When he’s just at that point of mindlessness, bucking and moaning and covering his eyes, I stalk up the bed and cover his body with mine.
It isn’t difficult to take him inside me. I think he tries to stop me about halfway through, just as I ease myself down, hands on his shoulders, body thrumming with that new sort of heat. But when I lean over and kiss him he can’t seem to hold onto that note of protest. His eyes stay open and on me, so blue and startling it seems insane that I had forgotten.
I’d forgotten what it was like to be gazed at. To be filled and fucked by him, slow at first but then faster, hotter. I twist above him, leaning back until I get that sweet pressure I crave, and when it comes it’s like nothing else in the world.
‘Oh God, Rebecca, don’t,’ he says, and I suppose he does because I’m really taking it now. I’m working myself on his cock, hips jerking, that pleasure cresting so swift and sharp I know I should be ashamed.
But I can’t be,
and he shouldn’t be. He shouldn’t be full of don’ts, I shouldn’t be full of don’ts: we’ve had too many already and they’ve taken us to pieces. Don’t be happy, don’t carry on, don’t live your lives the way you did before.
‘I’m going to,’ I tell him. ‘I will.’
And then he puts his head back again for me, back arching, and I know he’s doing the thing he couldn’t before. He’s coming inside me, hard and almost vicious, fingers digging into my sides as the pleasure pours out of him and into me.

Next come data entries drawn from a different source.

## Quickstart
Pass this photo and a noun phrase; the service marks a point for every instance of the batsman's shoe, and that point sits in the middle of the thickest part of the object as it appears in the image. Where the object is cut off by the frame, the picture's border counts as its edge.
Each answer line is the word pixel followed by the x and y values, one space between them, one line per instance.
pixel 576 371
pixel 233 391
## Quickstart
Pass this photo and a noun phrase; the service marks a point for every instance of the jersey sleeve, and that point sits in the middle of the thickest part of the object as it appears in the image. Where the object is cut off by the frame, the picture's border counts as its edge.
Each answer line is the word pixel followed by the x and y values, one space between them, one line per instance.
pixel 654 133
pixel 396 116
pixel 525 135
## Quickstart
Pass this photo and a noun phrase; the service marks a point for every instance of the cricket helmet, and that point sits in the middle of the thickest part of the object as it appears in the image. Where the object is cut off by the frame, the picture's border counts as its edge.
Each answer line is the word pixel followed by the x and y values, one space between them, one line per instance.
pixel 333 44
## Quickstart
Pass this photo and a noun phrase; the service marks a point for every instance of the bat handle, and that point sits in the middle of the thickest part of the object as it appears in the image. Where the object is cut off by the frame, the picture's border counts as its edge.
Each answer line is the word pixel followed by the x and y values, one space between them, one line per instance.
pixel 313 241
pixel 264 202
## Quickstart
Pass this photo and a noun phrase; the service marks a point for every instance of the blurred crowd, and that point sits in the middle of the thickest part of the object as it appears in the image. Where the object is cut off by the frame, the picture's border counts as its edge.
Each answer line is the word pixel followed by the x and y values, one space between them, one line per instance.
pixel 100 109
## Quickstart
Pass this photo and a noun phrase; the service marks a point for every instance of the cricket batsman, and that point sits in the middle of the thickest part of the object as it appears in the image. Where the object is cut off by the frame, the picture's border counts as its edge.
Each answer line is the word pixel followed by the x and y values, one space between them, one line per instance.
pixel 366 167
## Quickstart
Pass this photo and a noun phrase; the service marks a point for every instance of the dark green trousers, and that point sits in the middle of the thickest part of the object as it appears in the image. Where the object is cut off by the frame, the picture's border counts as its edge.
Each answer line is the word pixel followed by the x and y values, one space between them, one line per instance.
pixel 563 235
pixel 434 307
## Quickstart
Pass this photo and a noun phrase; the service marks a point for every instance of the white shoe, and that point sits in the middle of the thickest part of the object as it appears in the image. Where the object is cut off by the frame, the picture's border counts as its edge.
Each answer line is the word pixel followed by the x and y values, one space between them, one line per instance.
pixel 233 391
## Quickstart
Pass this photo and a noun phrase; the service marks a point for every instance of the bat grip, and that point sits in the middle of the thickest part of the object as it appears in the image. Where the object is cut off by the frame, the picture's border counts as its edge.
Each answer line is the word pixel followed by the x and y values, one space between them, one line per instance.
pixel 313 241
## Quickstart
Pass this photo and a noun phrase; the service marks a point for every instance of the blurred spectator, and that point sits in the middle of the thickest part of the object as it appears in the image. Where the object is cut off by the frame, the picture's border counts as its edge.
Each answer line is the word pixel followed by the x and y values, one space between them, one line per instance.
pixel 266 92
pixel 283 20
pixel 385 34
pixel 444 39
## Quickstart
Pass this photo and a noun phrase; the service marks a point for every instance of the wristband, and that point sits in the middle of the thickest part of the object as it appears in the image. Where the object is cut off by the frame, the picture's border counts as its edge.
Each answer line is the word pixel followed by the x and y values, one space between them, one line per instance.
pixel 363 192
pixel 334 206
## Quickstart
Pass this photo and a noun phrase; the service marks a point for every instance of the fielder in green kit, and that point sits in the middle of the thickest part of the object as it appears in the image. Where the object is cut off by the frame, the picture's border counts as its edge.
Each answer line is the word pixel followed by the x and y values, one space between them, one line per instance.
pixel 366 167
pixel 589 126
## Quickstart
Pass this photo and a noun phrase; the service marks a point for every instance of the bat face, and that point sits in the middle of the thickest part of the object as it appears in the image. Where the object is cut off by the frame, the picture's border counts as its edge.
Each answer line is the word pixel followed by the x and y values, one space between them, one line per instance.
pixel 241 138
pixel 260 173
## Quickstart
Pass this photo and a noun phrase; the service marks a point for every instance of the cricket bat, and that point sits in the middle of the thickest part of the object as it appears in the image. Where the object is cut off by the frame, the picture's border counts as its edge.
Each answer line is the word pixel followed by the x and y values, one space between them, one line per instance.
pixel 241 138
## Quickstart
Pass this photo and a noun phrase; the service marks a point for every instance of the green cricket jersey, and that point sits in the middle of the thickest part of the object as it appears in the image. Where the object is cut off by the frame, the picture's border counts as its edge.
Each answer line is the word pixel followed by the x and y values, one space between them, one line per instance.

Because that’s what it feels like. It’s like he’s releasing something through me, and the moment he does I shake with that same blissful sensation. Cunt clenching hard around his cock, my orgasm like a tight fist unfurling in my belly.
It’s unbelievable. I’m sobbing with it, again – only this time it’s the good sort of sob. It feels like a relief, when I spread myself over him. And when he wraps his arms around me, I can feel his relief too.
‘I didn’t know if it was okay to love you like this any more,’ he says, and his voice is so raw. It wasn’t even like this on the day she died, which I suppose should make me feel worse somehow. But it doesn’t.
I feel light, suddenly, as though a wound has been lanced and everything heavy in it flowed out of me the moment he spoke.
‘It’s OK,’ I tell him. ‘It’s OK now. We still have each other.’
And we do. We do. I remember his name. I remember his face. He’s not a stranger to me any more, just another ghost floating through the life we thought we’d have with our daughter.
He’s real again to me. He’s mine. My husband.
‘We still have each other,’ he echoes, and as he does he cups my face in his hands. Lifts me from the crook of his shoulder so that he can see me. I think he sees me. I don’t think it’s just her hair and her eyes, any more – I think I’m me again.
‘You don’t have to be afraid, you know,’ I say. ‘If we had another it’s –’
He shakes his head. Cuts me off.
‘I’m not afraid,’ he tells me. ‘I have you.’